L'absence de renseignements du côté canadien jure avec l'approche américaine. Récemment, Homeland Security, le ministère américain de la Sécurité intérieure, a confirmé publiquement qu'il avait mené un projet pilote à Washington de janvier à novembre 2017, et qu'il avait décelé ce qui semblait être des intercepteurs d'IMSI, notamment près de la Maison-Blanche.

ESD America, une entreprise de Las Vegas spécialisée en cybersécurité, fait la détection d'intercepteurs d'IMSI pour le compte de ce ministère. C'est cette entreprise qui avait appuyé Radio-Canada dans son enquête à Ottawa.

Joint au téléphone, son président, Les Goldsmith, n'a pas voulu donner de détails quant à ses contrats avec l'administration américaine. Il a toutefois expliqué que des détecteurs que son entreprise avait déployés pour des clients du secteur privé à Washington avaient capté « de l'activité associée aux intercepteurs d'IMSI près de plusieurs édifices sensibles ». C'était le cas « près de la Maison-Blanche, près du Sénat et du Pentagone », a-t-il précisé.
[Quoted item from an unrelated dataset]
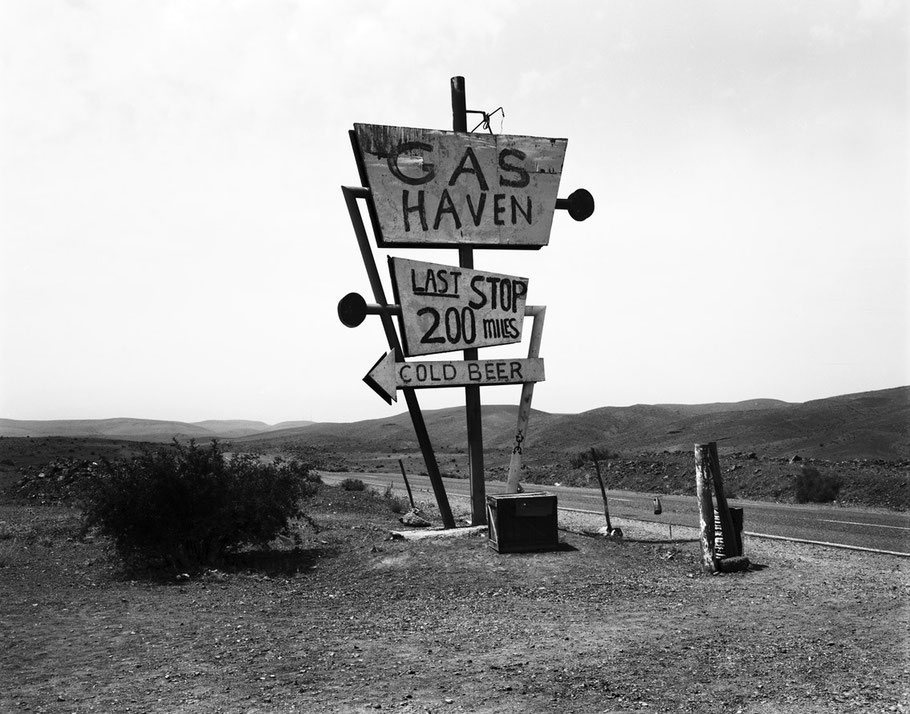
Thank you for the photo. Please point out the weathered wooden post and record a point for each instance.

Selon M. Goldsmith, d'après l'information enregistrée, les équipements décelés appartiennent probablement à des entités étrangères.
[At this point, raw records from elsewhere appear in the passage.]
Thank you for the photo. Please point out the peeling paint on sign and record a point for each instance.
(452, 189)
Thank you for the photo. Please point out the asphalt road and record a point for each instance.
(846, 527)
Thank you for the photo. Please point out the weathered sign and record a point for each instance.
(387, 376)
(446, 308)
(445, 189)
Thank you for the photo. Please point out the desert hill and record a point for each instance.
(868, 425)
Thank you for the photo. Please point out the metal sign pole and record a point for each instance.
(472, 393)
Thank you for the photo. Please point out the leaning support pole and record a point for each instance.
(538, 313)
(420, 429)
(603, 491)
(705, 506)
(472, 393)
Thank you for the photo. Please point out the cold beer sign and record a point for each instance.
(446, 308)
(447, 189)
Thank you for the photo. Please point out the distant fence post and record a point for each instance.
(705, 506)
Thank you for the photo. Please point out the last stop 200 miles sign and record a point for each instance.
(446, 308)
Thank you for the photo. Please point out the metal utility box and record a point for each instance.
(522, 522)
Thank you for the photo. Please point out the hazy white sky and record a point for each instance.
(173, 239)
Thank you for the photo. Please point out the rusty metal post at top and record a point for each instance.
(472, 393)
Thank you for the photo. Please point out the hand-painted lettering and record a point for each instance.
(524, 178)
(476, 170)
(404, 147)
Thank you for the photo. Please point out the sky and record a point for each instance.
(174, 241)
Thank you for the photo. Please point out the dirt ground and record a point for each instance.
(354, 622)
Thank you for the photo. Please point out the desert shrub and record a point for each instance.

Homeland Security a précisé publiquement qu'il n'avait pas été en mesure d'identifier les responsables de ces activités, et que certains signaux décelés provenaient de véritables antennes cellulaires.
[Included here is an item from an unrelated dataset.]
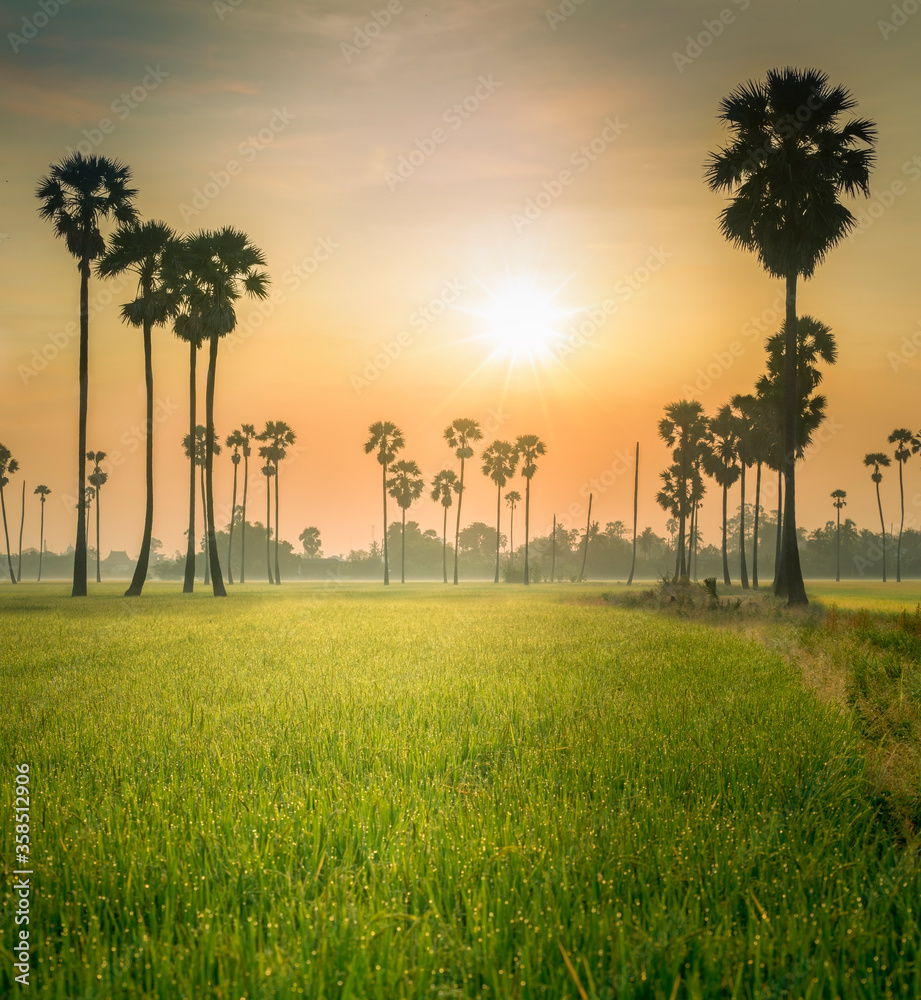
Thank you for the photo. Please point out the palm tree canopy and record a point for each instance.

Le ministère américain avait déjà soulevé les risques associés aux intercepteurs d'IMSI dans une étude approfondie sur la sécurité des appareils mobiles publiée en avril 2017.

L'étude qualifiait les intercepteurs d'IMSI « de menace croissante, parce qu'ils permettent aux pirates informatiques, aux criminels et aux espions de suivre à la trace les utilisateurs de téléphones cellulaires, et de surveiller et enregistrer les conversations et les messages textes ».

Pour sa part, le gouvernement canadien, à notre connaissance, n'a jamais publié d'étude exhaustive sur les différentes failles de la téléphonie mobile.

Les corps policiers : grands utilisateurs d'intercepteurs d'IMSI

En réaction à notre reportage, l'an dernier, la GRC et le SCRS avaient reconnu publiquement pour la première fois qu'ils utilisaient régulièrement des intercepteurs d'IMSI dans le cadre de leurs enquêtes. Ils avaient toutefois affirmé que leurs dispositifs n'étaient pas actifs au moment des tests de Radio-Canada.

L'utilisation des intercepteurs d'IMSI par au moins cinq autres corps policiers a aussi été documentée. Il s'agit de la Police provinciale de l'Ontario, de la police de Toronto et de celles de Vancouver, Calgary et Winnipeg.

Plusieurs experts ont affirmé que le déploiement de ces appareils représente des risques pour la protection de la vie privée, mais aussi pour la sécurité individuelle. Quand un intercepteur d'IMSI est en marche, le fonctionnement des téléphones mobiles peut être interrompu. Un abonné pourrait ne pas pouvoir recevoir ou faire d'appels, y compris des appels au 911 en cas d'urgence.